Throughout most of his long reign, Basil III had conducted wars against the host of small barbarian principalities to his north and west and against his southern neighbor, Zenos VII, High Lord of Karaleenos. Therefore, a part of Demetrios’ inheritance had been several thousands of seasoned, hard-bitten, veteran mercenaries and many times that number of experienced, disciplined Ehleenoee spearmen. Many of these troops had worn the azure-and-silver and the crest of Kehnooryohs Ehlahs for half-a-life-time. In addition, his estate included some few dozens of really effective Ehleenoee staff and field officers, these latter being men who, over the years, had not been too pompously stiff-necked to learn from the professional soldiers with whom they had served. Within half-a-year of Demetrios’ ascendency, these atavistic Ehleenoee were to a man giving serious consideration to the elimination of their dangerously inept ruler and then sending back to Pahlyohs Ehlahs for a warlike man of noble lineage who might help to restore them to their ancient glory. However, in his spy-ridden court, Demetrios soon became aware of these sentiments and moved first and quickly.

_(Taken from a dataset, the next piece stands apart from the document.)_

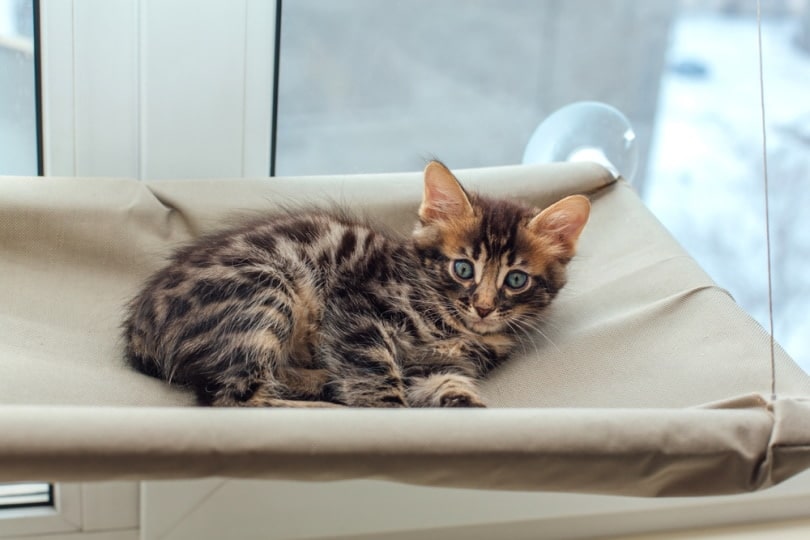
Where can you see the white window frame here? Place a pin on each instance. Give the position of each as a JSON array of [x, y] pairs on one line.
[[78, 509], [86, 137]]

Four and a half years later, the few atavars still alive were in exile or in hiding.
With the barbarian horde camped upon and about the shell of Theesispolis, the High Lord had but few of his I father’s powerful army remaining. Early in his reign, Demetrios had dissolved all save a tiny fraction of the spear-levies, sending them back to the mortgaged land to produce already sold crops. Despairing of ever collecting their back wages, many of the mercenaries had left to seek employment from a lord who payed in something more substantial than promises. The lives of others had been frittered away in ill-planned “campaigns,” conceived and commanded by the High Lord’s totally inexperienced but suicidally self-confident sycophants and favorites. Of the ten full squadrons remaining, seven had been lost with Lord Manos’ ill-fated expedition and another virtually wiped out at what the nomads called the Black Horse Battle.